I listened to Gala Darling’s Australian events recently, and she spoke some immortal words: What would your ideal self do in this situation? Now go do it. How delicious! This simple piece of advice sent chills down my spine.

This really got me thinking about all the times I act in a way that is contradictory to what I want in the long run. All the browsing I’ve done online, all the time I’ve convinced myself that I have writer’s block when, really, I know that I’m just insecure about making myself visible to others.

So I got to know my ideal self a little bit. Naturally, self knows herself and where she wants to go. She also knows what’s best for her, especially if others contradict her. She is not a people-pleaser, but she is generous and generally delightful.

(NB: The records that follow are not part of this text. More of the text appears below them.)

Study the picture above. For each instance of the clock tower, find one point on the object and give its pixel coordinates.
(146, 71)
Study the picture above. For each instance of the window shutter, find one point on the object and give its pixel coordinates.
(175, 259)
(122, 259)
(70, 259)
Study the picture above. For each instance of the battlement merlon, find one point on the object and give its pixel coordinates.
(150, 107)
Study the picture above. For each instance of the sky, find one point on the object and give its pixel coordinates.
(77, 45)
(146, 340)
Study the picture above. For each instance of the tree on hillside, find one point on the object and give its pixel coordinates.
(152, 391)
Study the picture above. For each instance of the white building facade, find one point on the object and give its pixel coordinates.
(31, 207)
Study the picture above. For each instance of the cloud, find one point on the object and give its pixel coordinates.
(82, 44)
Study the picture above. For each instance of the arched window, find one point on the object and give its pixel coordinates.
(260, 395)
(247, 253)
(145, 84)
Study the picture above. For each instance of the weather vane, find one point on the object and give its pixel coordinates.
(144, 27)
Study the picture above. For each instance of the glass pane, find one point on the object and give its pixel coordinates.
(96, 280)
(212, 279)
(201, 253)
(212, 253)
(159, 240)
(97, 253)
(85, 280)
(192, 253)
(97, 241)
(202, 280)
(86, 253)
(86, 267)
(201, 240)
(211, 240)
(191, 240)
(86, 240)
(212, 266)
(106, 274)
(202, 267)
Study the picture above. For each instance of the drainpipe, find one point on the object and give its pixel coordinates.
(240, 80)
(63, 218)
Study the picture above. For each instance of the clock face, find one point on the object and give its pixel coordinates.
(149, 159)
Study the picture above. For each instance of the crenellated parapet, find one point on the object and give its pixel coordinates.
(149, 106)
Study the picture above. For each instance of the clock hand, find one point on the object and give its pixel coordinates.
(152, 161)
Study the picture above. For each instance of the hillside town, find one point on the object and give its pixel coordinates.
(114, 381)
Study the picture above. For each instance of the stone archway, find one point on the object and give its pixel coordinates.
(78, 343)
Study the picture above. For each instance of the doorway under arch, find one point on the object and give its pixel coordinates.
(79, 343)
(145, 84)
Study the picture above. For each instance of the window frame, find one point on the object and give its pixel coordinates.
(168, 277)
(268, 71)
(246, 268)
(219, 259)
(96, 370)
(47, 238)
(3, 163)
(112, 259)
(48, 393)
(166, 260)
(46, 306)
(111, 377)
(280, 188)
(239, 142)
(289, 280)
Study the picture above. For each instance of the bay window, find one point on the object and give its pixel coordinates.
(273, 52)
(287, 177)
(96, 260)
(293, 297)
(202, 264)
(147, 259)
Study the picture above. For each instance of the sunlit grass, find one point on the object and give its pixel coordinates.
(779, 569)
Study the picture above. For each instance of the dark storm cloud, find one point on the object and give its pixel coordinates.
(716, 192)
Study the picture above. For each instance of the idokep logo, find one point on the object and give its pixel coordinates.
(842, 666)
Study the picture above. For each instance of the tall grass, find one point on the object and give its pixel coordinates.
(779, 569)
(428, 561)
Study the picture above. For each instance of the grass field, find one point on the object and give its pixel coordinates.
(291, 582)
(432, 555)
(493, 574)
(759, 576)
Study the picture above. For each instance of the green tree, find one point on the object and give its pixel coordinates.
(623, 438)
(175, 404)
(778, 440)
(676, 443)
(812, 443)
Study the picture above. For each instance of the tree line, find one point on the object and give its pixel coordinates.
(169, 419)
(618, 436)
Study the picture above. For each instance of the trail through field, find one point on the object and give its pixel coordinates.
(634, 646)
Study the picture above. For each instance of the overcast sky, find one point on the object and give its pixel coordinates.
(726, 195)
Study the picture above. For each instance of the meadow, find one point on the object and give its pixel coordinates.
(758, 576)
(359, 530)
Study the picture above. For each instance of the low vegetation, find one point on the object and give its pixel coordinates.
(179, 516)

Thus far, I’ve been asking myself this question for fairly mundane things, such as how I spend my downtime and the way I act in social situations. My ideal self has proved to be more motivated than I am, as well as less anxious. She also makes a great smoothie.

The ideal self is not to be confused with the fantasy self. The fantasy self is often impractical, greedy and willing to do all the things – particularly the things that your ideal self knows are ridiculous or even harmful. This construction usually leaves us feeling burnt out, committed to things we don’t like and, in my case, broke. My fantasy self has the wardrobe of a socialite and loads of quirky vintage furniture that no one ever uses.

In minimising the amount of stuff I have, I know that I will be escorting my fantasy self (lovingly) out the door, along with all her baggage. Perhaps she’ll take up residence in some Parisian garret, hosting parties for artist friends and enjoying those heels she can’t walk in. This is to make way for my ideal self, who would rather like a larger space to do yoga and hates being confronted with clothes she doesn’t wear.

My ideal self is also a woman of independent means. I’m rather looking forward to her telling me how to accomplish that for her.